Biraz "fanatik çizgi roman hayranı mızmızlanması" gibi olacak ama tüm yönetmenlik becerilerine rağmen Bryan Singer'ın X-Men filmlerinden neden bilmem pek tat alamamış (hadi X2'ye haksızlık etmeyeyim), Singer'ın da hakkını veremediği Cyclops gibi bazı önemli karakterlerin düzinelerce mutantın arasında mundar edildiği Brett Ratner'ın "Son Direniş"ini izledikten sonra da iyice seriden sıdkını sıyırmış biri olarak, üç filmde de hikayesi hatırı sayılır bir yer kaplayan Wolverine'i yine yeni yeniden izlemek için kalbimin pır pır attığını pek söyleyemeyeceğim. Bu nedenledir ki, yerden yere vurulan X-Men Origins: Wolverine'i tümden bir kayıp olarak görmeyen azınlıktan olacağım da hiç aklıma gelmemişti. En azından, abilerinin anlattıkları hikâyeyi fazlaca ciddiye almalarından, çokça mutant ve aksiyon sahnesi gösterme derdine düştüklerinden unuttukları bir şeyi yapıyor Wolverine: Eğlendiriyor.

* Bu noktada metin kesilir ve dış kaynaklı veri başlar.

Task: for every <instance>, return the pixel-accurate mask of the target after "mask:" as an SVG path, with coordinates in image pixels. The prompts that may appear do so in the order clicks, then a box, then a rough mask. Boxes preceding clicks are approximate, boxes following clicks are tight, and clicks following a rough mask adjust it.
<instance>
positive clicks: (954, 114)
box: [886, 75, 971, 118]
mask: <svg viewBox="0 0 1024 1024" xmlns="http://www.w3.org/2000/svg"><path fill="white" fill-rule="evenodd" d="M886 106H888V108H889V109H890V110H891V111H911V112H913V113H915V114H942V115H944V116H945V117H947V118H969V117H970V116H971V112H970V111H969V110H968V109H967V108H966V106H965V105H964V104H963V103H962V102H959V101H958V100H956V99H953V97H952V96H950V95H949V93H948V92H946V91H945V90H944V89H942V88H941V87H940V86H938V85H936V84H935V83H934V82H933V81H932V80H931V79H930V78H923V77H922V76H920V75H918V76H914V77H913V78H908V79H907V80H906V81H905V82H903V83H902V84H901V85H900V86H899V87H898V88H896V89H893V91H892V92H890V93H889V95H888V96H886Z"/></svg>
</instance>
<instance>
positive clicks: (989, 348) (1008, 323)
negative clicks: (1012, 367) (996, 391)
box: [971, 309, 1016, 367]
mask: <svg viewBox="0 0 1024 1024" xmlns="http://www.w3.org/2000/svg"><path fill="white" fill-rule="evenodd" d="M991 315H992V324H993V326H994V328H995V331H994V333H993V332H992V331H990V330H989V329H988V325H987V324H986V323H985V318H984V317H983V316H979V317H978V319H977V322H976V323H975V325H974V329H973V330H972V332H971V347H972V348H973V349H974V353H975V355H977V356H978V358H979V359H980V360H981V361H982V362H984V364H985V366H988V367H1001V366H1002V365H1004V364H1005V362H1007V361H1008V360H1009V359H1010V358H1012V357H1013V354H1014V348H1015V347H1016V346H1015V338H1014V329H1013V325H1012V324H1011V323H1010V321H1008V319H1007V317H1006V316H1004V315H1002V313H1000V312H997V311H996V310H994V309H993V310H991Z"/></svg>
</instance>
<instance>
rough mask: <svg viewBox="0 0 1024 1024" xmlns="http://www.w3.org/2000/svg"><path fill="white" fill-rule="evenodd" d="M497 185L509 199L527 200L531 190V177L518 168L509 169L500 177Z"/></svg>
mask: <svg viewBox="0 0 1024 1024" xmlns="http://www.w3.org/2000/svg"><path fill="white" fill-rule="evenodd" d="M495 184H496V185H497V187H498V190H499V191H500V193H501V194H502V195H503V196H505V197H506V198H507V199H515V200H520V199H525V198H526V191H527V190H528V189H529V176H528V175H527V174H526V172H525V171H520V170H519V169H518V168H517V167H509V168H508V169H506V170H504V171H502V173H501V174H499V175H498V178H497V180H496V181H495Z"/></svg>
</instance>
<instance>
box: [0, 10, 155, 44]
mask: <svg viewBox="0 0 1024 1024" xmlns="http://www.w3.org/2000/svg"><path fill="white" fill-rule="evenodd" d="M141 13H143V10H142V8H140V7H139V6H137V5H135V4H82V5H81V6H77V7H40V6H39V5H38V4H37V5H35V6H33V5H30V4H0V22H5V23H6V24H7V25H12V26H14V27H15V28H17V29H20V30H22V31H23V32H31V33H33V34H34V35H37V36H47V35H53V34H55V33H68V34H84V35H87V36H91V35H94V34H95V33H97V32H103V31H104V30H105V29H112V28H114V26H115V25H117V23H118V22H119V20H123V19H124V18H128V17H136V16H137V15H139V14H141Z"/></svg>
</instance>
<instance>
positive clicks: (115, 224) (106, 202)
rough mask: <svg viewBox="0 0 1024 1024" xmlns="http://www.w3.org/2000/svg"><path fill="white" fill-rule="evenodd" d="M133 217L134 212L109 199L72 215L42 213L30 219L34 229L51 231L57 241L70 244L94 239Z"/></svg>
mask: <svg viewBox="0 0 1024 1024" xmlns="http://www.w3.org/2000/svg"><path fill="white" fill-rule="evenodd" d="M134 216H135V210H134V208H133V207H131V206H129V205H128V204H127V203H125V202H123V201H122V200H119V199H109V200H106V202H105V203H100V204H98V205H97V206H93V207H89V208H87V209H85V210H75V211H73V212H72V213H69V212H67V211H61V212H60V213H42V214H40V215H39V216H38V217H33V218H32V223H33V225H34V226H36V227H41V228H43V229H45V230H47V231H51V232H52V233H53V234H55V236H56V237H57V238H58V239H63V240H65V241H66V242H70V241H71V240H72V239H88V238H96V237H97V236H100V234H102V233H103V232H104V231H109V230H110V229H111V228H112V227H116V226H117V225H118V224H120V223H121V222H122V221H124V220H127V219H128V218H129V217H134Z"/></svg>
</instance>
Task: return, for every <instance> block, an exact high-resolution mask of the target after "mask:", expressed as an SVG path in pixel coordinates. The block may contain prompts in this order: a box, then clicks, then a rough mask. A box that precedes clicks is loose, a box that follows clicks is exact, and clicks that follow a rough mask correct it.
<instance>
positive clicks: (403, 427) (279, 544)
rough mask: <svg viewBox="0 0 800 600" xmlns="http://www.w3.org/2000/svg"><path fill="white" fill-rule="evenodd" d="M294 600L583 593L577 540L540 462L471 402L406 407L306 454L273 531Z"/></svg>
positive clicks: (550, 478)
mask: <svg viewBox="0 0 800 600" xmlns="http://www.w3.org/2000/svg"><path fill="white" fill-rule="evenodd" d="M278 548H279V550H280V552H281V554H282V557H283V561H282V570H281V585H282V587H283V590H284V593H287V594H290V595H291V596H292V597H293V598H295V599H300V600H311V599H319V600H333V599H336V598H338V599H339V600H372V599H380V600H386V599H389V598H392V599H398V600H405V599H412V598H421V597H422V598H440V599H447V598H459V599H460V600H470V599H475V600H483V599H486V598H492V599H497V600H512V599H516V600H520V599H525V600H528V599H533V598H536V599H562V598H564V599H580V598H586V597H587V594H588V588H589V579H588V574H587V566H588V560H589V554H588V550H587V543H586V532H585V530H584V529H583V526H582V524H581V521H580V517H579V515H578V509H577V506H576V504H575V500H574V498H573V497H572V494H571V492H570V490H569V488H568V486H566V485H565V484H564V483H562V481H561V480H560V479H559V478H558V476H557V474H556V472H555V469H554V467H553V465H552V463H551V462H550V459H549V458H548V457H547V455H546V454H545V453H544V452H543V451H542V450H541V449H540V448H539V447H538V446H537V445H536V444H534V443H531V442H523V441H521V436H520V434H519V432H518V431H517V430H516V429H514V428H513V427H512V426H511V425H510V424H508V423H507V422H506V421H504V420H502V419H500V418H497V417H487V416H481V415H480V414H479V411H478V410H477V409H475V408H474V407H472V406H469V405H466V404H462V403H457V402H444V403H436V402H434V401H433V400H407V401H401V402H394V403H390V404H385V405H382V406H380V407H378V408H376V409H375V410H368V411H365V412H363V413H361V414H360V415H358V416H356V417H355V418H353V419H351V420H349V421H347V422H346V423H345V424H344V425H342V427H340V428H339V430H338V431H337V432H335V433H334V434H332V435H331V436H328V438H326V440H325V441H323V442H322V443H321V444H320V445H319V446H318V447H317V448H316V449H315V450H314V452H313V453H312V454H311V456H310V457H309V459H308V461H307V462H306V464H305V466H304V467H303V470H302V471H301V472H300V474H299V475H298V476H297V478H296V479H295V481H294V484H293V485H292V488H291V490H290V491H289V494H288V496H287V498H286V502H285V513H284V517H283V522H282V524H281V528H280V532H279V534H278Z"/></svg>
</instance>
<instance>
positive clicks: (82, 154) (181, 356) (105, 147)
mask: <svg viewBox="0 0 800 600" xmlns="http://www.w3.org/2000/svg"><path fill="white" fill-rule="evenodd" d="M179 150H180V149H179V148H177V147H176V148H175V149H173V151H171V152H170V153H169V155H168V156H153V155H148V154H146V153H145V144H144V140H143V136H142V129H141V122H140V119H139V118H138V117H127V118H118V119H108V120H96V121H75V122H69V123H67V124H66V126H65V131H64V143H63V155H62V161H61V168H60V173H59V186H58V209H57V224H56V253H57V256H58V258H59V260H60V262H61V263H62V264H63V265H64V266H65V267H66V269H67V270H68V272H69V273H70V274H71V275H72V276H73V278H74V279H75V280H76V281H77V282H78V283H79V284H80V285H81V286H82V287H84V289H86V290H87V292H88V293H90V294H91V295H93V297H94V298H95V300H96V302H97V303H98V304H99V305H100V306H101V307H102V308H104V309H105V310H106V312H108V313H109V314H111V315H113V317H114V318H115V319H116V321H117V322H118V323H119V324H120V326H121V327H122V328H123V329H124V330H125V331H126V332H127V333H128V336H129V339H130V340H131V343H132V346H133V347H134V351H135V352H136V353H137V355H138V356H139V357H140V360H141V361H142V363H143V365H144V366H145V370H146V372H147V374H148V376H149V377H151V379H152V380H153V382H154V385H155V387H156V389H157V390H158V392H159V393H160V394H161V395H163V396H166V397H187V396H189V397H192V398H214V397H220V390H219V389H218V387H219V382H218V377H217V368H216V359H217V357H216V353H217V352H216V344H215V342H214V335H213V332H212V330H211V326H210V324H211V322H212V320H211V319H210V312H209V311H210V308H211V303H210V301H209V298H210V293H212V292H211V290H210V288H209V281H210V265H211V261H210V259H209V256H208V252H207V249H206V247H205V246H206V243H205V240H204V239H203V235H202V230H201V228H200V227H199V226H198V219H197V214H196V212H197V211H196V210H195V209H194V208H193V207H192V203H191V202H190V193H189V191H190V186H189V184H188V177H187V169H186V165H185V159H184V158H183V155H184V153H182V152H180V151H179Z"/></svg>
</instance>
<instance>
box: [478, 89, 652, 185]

Çizgi romanda ortak geçmişlerine pek değinilmeyen Wolverine ve Sabretooth'un yıllar boyu sırt sırta dövüşen iki kardeş olarak tasvir edilmesini münasip gören senaristler, babalarıyla ilgili kısmı ve iki kardeşin evden kaçışlarını gayet yalapşap bir şekilde geçiştirmelerinin ardından yıllar boyunca neler yapmış bu adamlar merak edenler için son dönem çizgi roman uyarlamalarının takip ettiği "süper kahramanların geçmişlerinin jenerikte şöyle bir hızlıca gösterilmesi" modasına (Bakınız: Watchmen, The Incredible Hulk) uymuşlar. Bu savaş benim o savaş senin katılmaktan başka bir şey yapmadıkları gibi hayati bir bilgiyi de öğrendikten sonra içimiz rahat, gönlümüz ferah filmimizi izleyebiliriz.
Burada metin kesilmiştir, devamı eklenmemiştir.